Moving to what was formerly known as Van Winkle, Mississippi, in the early 1960s, she was the pioneer in the modernization of the area. After one of the homes in the neighborhood burned down to the ground, she pressed the county and city leaders for the resources to support a fire truck.

“So, had I written up a petition, and I had all these little children, so, and some of them were large. And we take them to the corner, and they go down this street, and they go down this street till we got enough names on this petition to go to the council and get one of those things on every corner. What do you call them? The fire hydrants? Yeah. The fire hydrants on every corner,” explained Jurden.

The project took three years to complete but more still needed to be down.
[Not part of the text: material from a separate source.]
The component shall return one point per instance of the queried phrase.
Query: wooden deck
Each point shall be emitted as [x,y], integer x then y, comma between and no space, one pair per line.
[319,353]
During that era, part of West Jackson did not have pipes to support flushable toilets so Jurden directly contacted then-Mayor Dale Danks to see what could be done to improve the situation.

“Why did you want you are these lines down the street? And I said to him, ‘I’d like to flush my bathroom down the street like you do yours.’ And it was really a bad odor out here. You would tell people where you stay, and they would say, ‘Oh, I live in subdivision now, too,’ and they say, ‘How do you stay out there?’ You stay out there because you have a house out there. You got to stay out there,” said Jurden.

She lead the mayor and three city commissioners on a tour of their living conditions.

“So, when they came, Dale Danks said, ‘You can ride in my car, and I will ride with Mr. Sutton in the truck to see what you’re talking about.’ I said, ‘No, I’m going to ride with Mr. Sutton, and you ride in your own car.’ So, we went to these different houses, and the people let us in their backyards and look. And it was so much sewage for them to walk in until one of them got sick and went home,” stated Jurden.

She asked city leaders three times after the tour to get the connecting pipes installed. Outside of her neighborhood, she helped guide one of Jackson’s prominent city leaders Councilman Kenneth Stokes, along with honoring one of the civil rights movement vital leaders who happened to be her classmate at Alcorn State University.

“I say because it was not named after a person as it’s named after the street. I say it is a person named Medgar Evers we’d like to have the statue and they agree, and we got the statue,” said Johnetta.

During the Civil Rights Movement, she secretly helped feed the leaders and advocates, though now the gesture may sound small at the time she risked losing it all.

Now at the age of 92, Jurden noted that there is still more to be done and if she could she would.

“I have gotten to the age where I can’t get out there and do it. I would get out there and try to do something if I could, but I can’t.”

One of the most important things she has learned is it never hurts to ask.